Em democracias, é comum que as pessoas julguem a legitimidade de uma informação com base em seu conteúdo, enquanto regimes autoritários, como o da Rússia, se focam nos métodos de disseminação. A verdadeira ameaça das táticas russas está na sua habilidade de criar divisões internas e fomentar desconfiança entre cidadãos de uma mesma nação.
Em vez de promover uma ideologia específica, essas operações buscam aumentar o caos e a instabilidade social, minando a confiança mútua necessária para o funcionamento saudável de uma democracia. O desafio para as democracias, como os Estados Unidos e o Brasil, é identificar e combater essa manipulação insidiosa antes que o dano seja irreversível.
No Brasil, uma questão importante é se essas operações já estão acontecendo ou se chegarão ao país. O Brasil tem se aproximado de potências autoritárias como a Rússia, China e Irã, e entender como esses países manipulam o espaço digital para minar democracias se torna uma prioridade urgente.

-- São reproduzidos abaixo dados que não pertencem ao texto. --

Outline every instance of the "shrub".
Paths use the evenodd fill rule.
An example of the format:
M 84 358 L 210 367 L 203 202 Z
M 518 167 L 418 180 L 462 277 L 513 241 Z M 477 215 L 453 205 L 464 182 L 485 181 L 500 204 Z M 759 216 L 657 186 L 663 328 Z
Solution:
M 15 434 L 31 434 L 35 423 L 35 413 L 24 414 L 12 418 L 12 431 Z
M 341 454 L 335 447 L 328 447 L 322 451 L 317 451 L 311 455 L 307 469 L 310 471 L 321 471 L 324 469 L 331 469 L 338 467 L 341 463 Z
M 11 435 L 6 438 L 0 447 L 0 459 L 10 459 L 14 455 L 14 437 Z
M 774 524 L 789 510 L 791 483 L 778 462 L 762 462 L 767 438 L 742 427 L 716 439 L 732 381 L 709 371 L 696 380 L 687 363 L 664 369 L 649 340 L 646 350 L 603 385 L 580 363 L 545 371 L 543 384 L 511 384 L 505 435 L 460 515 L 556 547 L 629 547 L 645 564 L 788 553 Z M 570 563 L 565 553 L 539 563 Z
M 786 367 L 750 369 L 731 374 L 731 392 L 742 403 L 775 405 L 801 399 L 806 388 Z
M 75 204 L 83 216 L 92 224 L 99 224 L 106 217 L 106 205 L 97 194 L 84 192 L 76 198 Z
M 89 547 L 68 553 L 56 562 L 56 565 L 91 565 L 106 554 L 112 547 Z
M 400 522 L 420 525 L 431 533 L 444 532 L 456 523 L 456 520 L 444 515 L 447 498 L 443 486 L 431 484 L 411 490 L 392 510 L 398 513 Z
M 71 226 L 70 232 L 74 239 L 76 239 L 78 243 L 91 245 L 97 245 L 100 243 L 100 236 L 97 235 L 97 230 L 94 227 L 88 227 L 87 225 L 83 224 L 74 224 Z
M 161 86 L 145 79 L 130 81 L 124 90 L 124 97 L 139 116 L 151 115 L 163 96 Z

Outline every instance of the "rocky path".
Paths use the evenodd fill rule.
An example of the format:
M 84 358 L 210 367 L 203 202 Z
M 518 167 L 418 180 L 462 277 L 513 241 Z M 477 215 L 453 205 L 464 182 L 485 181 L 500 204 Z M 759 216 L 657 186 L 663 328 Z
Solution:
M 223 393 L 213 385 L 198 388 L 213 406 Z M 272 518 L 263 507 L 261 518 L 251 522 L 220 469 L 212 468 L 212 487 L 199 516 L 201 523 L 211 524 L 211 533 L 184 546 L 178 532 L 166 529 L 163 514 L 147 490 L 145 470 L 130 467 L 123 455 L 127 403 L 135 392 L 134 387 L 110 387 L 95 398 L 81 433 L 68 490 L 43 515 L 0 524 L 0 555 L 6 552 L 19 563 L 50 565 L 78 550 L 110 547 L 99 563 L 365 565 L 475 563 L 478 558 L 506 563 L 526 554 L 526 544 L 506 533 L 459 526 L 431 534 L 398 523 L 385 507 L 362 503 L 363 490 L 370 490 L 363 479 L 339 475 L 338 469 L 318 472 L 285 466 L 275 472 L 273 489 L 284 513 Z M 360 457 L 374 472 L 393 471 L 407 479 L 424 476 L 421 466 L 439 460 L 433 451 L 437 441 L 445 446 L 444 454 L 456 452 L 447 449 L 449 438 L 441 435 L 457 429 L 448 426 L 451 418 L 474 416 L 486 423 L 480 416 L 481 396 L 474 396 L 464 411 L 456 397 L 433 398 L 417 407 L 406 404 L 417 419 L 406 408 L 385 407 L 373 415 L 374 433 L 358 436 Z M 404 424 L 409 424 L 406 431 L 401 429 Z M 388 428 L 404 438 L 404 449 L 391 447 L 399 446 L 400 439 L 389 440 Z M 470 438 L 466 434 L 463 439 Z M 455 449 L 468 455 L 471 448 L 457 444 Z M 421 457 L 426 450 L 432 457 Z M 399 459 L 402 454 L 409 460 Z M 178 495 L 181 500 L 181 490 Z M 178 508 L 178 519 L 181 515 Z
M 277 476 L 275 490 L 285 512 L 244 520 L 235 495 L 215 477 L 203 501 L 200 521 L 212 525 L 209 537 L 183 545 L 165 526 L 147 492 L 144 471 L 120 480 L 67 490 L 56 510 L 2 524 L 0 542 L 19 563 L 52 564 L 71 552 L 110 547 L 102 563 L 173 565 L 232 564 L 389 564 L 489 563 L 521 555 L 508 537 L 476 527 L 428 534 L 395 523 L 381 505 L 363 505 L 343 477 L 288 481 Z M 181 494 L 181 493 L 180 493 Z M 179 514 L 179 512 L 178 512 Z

O ambiente digital brasileiro, com sua intensa polarização política, pode ser terreno fértil para estratégias como o divisionismo digital promovido pela Rússia. O questionamento que devemos fazer é: estaremos preparados para enfrentar esse desafio? A Rússia é a maior potência em desinformação, e as democracias devem estar atentas para garantir que os consensos necessários para manter a coesão social não sejam corroídos por uma divisão fomentada pelos ideólogos de Putin.